Dyana
Williams, Kenny Gamble and Ed Wright founded
Black Music Month in June 1979. Also known as
African American music Appreciation Month, it
was first officially celebrated by President
Jimmy Carter with a White House reception.
Carter created a platform to recognize and
celebrate music, and many Black music
executives held celebrations over the years to
recognize the month. President Bill Clinton
issued a presidential proclamation recognizing
Black Music Month. His proclamation was
“recognizing the importance of African
American music to global culture and calling
on the people of the United States to study,
reflect on, and celebrate African American
Music”. Then, in 2009, President Barack Obama
renamed it African American Music Appreciation
Month. The Obama proclamation, elegantly
written, talked about spirituals lifting
voices into the heavens during enslavement,
and talked about the various genres of Black
music including blues, jazz soul, rock and
roll, gospel, and symphony. In the 2016
proclamation, one of Obama’s last, the
nation’s first Black president said, “African
American music helps us imagine a better world
and offers hope that we will get there
together.”
Now in this Black Music Month
2025, we have lost a musical icon, one whose
music was a soundtrack to my teen life. Sly
Stone, the front man for the band Sly and the
Family Stone, made his transition this month,
and all I could do was reflect on the music,
the lyrics, and the meaning of the unifying
messages. Who could sit when the DJ was
playing Dance to the
Music, or I Want to Take
You Higher, or Thank You for
Letting Me Be Myself Again. Who could not think about unity
and acceptance when they heard Everyday
People? Who could not fail to feal
affirmed when they heard Everybody is a
Star, with the powerful line. “I love
you for who you are, not for who you feel a
need to be.”
Sly Stone mixed genres – funk,
soul, rock, gospel, and psychodelia. He was
ahead of the curve with his multiracial band,
something not often seen in the late sixties
and early seventies. Some of his music became
anthems, while others remain summertime/family
picnic staples like Family Affair,
Hot Fun in the Summertime, or Dance to the
Music. What a joy and inspiration
Sly Stone was. Indeed, I can’t think
about Sly Stone’s music without humming or
getting out of my desk chair to shake my
stuff, if only for a minute.
It
is unlikely that the current President will
issue a proclamation to celebrate African
American Music Appreciation Month. It would
likely violate his anti-DEI edicts. We don’t
need Presidential approval, or anyone else’s
for that matter, to appreciate the richness of
Black music. The election of this President
ought to inspire us to excavate our history,
to celebrate the genius of James Weldon and
his brother J. Rosamond Johnson. It ought to
remind us of those early musicians who took
spoons to pots to create a beat, or those
gospel singers who invoked the sweet chariot
coming forth to carry me home. It ought to
lift subterfuge, how we used hidden meaning in
songs to communicate.
Our
nation is under siege. The man who lives in
the House that Enslaved People Built has
deployed 4000 National Guard members and 700
Marines to Los Angeles against the wishes of
Governor Gavin Newsome and Mayor Karen Bass.

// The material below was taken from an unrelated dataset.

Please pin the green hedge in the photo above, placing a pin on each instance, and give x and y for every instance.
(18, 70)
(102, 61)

His clueless Defenses Secretary can’t say what
military operations will be affected by these
deployments. We are in for a fight for our
democracy, and the World Bank has said that
the world economy will be in the worse shape
it has been since the 1960s. And yet I write
about music because we need the joy. -Enslaved
people sang. Incarcerated people sang. Civil
rights workers and protestors sang. Because,
as President Obama said, “music helps us of a
better world, and offers us hope that we can
get there together. Let’s celebrate Black
Music and Sly Stone this month. Let us savor
our music and revel in our rich history.